Stack unwinding in AArch64 processors: what is it and how it works

Published: Jun 25, 2020 2:50:02 PM / Last update: Jun 29, 2020 / by Nikita Popov

Stack unwinding in AArch64 processors_

For the past nine months, KernelCare’s Linux kernel live patching software has supported ARMv8 (AArch64) in addition to x86_64 (Intel IA32/AMD AMD64). To get KernelCare running on Arm, we needed a stack frame unwinder.

This article explains what they are, what they’re used for, and why we had to write our own.

what is stack unwinder - navigation How stack unwinding works - navigation  Stack unwinder instructions navigation

 

Part A - Stack Unwinders

What is a stack unwinder?

A stack unwinder is a software that lists the addresses of every function currently in the calling stack. It shows you where you are in a program’s execution, but more importantly, how you got there.

An effective unwinder must have all of these characteristics:

  • Fast: so that processing can quickly resume (if possible).
  • Cheap: so that it doesn’t drain system resources.
  • Accurate: so that memory addresses and name-spaces are accurately reported.

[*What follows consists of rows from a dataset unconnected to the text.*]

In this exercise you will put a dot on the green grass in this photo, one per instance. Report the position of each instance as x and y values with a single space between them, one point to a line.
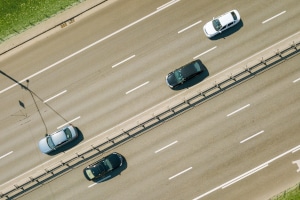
290 194
18 15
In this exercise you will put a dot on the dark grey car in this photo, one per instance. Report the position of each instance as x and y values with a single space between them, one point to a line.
184 73
103 166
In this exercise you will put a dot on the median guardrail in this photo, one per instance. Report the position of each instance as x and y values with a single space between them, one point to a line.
153 117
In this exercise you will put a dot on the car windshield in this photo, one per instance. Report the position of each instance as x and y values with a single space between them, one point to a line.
90 173
68 133
50 142
107 164
217 25
178 75
234 15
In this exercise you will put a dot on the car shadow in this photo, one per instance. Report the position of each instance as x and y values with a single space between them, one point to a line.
113 173
69 145
195 80
229 31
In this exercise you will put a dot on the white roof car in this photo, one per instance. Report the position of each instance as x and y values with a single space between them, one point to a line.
53 141
221 23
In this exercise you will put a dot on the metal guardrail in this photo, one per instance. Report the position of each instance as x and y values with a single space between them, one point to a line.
191 98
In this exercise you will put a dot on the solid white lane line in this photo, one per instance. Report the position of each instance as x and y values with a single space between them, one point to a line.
99 181
205 52
273 17
248 173
180 173
242 108
6 155
260 132
87 47
69 122
167 4
55 96
189 27
295 81
166 146
245 175
119 63
137 87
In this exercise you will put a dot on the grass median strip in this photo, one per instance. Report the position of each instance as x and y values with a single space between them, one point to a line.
17 16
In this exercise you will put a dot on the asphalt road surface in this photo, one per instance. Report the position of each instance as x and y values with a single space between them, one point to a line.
111 65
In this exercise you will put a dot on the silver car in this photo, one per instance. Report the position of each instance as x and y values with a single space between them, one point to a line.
55 140
221 23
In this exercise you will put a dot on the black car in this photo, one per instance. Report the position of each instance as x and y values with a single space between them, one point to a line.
103 166
184 73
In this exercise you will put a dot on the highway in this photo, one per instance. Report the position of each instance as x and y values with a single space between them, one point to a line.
111 65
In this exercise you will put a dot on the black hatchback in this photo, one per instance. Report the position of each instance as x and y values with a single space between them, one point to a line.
103 166
184 73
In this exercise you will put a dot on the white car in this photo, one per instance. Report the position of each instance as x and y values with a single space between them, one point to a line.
221 23
55 140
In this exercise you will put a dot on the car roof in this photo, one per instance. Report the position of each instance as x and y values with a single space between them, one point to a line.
191 68
58 137
226 18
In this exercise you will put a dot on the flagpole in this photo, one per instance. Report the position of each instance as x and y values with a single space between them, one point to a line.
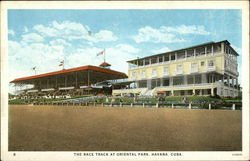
104 55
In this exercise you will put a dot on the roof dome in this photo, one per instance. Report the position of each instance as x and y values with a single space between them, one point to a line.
105 64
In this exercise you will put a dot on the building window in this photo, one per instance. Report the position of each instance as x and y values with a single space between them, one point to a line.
190 52
140 63
133 75
165 71
166 58
160 59
143 74
179 69
209 49
217 48
194 67
172 56
200 51
154 73
210 63
153 60
146 61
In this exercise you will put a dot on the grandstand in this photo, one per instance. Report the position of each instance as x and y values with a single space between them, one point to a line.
84 80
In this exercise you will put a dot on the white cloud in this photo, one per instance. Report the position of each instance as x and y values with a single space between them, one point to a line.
25 29
149 34
59 42
127 48
183 29
161 50
74 31
46 31
32 37
167 34
11 32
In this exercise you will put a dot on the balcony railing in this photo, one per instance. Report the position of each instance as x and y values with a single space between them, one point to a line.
211 68
194 70
178 72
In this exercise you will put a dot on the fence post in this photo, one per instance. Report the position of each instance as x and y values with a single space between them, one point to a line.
190 106
233 107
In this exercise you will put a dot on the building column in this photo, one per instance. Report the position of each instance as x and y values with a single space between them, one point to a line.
161 81
200 92
149 85
222 47
212 91
203 78
233 82
185 79
171 81
172 92
237 84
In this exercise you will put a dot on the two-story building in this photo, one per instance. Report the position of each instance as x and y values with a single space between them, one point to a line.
205 69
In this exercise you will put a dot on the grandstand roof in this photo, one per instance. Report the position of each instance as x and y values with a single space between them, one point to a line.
104 64
64 71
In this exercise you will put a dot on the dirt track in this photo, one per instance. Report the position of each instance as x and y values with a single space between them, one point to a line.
61 128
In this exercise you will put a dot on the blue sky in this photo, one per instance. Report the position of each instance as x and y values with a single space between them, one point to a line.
43 38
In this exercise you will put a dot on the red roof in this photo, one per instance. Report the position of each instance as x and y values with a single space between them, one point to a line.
104 64
88 67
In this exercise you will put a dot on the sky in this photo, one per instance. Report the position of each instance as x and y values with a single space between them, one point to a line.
43 38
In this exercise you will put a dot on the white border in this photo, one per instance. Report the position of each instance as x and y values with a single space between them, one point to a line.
124 5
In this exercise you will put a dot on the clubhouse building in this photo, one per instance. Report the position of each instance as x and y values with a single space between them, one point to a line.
205 69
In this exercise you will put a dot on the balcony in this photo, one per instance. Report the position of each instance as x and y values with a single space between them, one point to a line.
211 68
179 72
194 70
166 73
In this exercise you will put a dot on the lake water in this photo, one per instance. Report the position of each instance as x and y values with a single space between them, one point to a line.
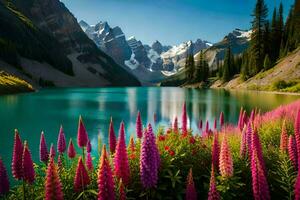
47 109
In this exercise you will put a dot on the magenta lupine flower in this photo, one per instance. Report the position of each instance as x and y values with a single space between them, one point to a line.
112 138
53 187
89 147
259 182
213 193
283 138
190 192
82 136
82 178
16 167
215 124
139 126
149 160
27 165
121 164
292 150
52 151
175 125
4 183
61 141
89 162
215 151
106 186
44 155
221 120
71 150
243 146
184 120
225 161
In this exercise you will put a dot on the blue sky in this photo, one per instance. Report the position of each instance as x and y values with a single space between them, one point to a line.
171 21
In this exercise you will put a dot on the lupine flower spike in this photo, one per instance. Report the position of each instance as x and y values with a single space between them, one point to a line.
71 150
175 125
213 193
292 150
16 168
149 160
184 120
139 126
27 165
44 155
53 187
112 138
190 192
226 163
89 162
122 170
52 151
4 183
283 138
61 141
106 187
82 178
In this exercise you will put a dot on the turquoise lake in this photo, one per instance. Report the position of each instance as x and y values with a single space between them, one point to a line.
47 109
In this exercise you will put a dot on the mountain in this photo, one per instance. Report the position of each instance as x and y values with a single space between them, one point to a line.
41 39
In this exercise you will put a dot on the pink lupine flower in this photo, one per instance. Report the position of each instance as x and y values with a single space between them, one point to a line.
27 165
175 125
106 187
149 159
215 151
61 141
44 155
292 150
200 125
259 182
122 170
53 187
82 178
4 183
213 193
190 192
82 136
139 126
225 163
283 138
16 168
221 120
243 146
184 120
122 193
89 147
52 151
71 150
89 162
112 138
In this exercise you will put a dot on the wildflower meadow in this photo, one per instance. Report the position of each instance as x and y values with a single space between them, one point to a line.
257 158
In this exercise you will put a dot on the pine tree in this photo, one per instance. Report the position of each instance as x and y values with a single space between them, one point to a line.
260 14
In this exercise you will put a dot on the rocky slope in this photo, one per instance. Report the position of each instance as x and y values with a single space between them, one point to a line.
42 40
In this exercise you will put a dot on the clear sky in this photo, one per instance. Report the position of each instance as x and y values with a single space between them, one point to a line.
171 21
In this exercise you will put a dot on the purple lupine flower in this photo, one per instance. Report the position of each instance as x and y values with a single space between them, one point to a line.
184 120
82 136
149 160
44 154
89 147
139 126
4 183
27 165
122 170
112 138
61 141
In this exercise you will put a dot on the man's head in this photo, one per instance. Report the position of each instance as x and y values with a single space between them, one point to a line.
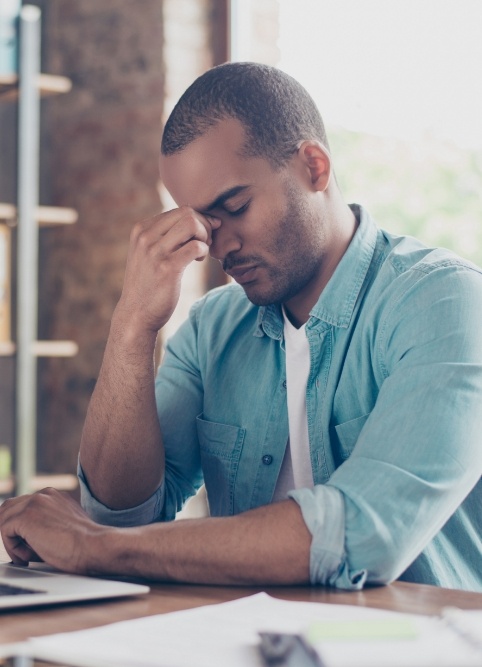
246 145
276 112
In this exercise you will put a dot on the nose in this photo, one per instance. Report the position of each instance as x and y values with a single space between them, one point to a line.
225 240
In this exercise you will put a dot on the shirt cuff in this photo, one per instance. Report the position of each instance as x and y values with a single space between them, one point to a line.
147 512
323 511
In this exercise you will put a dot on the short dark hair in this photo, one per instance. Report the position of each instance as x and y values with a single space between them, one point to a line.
275 110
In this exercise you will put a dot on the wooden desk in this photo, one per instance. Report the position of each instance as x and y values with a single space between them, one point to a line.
18 625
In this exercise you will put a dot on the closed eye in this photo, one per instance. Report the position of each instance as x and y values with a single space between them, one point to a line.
240 210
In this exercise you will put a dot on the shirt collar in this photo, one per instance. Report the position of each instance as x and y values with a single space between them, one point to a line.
337 301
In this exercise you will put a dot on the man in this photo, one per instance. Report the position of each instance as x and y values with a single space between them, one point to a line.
330 400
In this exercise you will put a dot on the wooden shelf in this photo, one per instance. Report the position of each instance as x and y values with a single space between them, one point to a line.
60 482
43 348
49 84
55 348
47 216
7 348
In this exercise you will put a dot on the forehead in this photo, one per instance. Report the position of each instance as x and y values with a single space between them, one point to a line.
211 164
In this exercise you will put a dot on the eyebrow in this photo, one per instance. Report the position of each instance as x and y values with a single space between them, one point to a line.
223 197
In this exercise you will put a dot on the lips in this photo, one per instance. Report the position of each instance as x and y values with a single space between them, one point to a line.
242 274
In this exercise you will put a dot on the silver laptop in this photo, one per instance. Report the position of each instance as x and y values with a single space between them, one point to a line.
38 584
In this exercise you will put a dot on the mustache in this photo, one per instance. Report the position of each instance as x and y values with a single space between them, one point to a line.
231 262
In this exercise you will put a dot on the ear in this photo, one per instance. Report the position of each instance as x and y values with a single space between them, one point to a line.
317 162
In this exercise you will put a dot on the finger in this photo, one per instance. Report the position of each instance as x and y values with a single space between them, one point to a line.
154 228
19 551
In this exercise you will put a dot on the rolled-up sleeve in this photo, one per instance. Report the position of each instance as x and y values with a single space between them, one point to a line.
323 512
147 512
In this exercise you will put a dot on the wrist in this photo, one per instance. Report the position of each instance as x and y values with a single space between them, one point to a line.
129 331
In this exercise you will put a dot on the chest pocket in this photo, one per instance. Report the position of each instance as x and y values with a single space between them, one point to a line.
348 433
221 446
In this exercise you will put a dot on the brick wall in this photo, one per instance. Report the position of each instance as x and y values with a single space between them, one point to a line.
102 142
100 151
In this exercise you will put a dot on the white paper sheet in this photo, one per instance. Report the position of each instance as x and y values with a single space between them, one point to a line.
226 635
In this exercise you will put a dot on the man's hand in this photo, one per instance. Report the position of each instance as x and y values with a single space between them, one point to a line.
49 526
160 250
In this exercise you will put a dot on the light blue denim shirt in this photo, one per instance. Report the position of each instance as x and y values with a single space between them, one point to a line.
394 406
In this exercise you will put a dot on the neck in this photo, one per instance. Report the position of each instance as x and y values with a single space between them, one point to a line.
339 232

What is a stack unwinder used for?

  1. To provide stack traces when a program crashes. (In the Linux kernel world, such crashes are called ‘Oops’. )
  2. To help with performance analysis, showing the route (which functions called which) a program takes within a program.
  3. To enable Linux kernel live patching, the act of fixing kernel bugs without stopping (rebooting) the system.

History of stack unwinding

Historically, stack unwinding came to suit the needs to debug software. Whoever has written at least a few programs knows that programs may contain errors.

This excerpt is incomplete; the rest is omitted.